According to Ana, her customers are more willing to be patient in terms of production and delivery timing, due to the fact that they value the uniqueness of buying something that has been made following their requests and needs. Every collection has a reduced number of pieces, to avoid unnecessary waste, as well as keeping the models exclusive.

When being asked about the challenges of this kind of business plan, Ana replied that the first step is to understand that shifting into a 100% custom-made production might not be viable in terms of building a sustainable business. Adding up to the answer, she specified that from her perspective an entirely custom-made garment will be more similar to the experience of going to the tailor, where the client decides everything: from the design to the materials.  

In Dessus she focuses on a 90%-10% balance: the client has the possibility of customizing 90% of the product while the other 10% is predetermined by the brand  this includes patterns, certain shapes, design and potential fabric options to choose. Her advice is to find the “sweet spot” for your own company, where the clients feel happy with the outcome.

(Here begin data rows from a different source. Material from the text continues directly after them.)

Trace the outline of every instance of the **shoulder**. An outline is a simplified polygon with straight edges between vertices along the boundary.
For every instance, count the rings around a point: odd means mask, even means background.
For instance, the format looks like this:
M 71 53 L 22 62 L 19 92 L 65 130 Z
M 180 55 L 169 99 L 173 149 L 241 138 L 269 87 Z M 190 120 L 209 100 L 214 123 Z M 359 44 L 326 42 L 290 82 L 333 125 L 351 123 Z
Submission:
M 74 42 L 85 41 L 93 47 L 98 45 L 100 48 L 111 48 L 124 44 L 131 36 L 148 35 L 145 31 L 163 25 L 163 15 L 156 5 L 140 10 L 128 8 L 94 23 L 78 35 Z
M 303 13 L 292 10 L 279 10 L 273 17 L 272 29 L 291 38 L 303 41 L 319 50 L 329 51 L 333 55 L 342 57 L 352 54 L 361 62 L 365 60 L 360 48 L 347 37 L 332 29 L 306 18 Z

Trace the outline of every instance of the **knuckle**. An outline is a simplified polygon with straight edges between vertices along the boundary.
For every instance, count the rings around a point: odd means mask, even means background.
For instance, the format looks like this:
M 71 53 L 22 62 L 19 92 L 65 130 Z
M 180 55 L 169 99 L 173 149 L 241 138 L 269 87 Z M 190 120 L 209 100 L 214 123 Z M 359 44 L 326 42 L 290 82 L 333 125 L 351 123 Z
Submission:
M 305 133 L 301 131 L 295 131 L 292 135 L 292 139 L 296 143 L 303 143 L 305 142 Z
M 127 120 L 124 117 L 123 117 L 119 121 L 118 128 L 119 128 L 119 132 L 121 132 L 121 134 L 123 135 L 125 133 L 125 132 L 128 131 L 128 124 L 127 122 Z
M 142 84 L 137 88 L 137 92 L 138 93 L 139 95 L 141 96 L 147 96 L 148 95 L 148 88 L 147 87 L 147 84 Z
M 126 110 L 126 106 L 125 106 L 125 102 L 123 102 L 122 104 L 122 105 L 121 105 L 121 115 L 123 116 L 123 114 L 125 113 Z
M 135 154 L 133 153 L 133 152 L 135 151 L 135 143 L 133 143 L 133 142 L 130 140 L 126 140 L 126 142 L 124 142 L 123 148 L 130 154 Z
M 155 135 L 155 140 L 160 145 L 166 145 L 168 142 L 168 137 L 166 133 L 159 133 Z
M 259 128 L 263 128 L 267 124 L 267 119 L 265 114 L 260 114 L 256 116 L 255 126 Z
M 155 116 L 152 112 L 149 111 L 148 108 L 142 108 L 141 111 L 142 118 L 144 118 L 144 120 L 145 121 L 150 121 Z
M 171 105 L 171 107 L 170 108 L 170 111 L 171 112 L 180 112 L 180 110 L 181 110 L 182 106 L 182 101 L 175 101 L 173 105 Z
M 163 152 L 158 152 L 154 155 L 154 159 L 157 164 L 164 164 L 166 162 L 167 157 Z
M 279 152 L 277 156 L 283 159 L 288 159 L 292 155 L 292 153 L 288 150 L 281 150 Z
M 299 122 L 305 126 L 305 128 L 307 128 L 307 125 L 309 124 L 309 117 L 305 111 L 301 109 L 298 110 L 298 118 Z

Another challenge to face is dealing with how accustomed we are to immediate satisfaction, especially when buying through e-commerce. Some customers want answers 24/7 and express delivery, those might not be for this kind of model, at the end of the day this trend means embracing slow fashion and having a deeper knowledge about the product you are getting.

Beyond the technical aspects of this model, communication becomes a very important feature in client service to manage expectations and understand the best way to optimize your process and maintain the business healthy.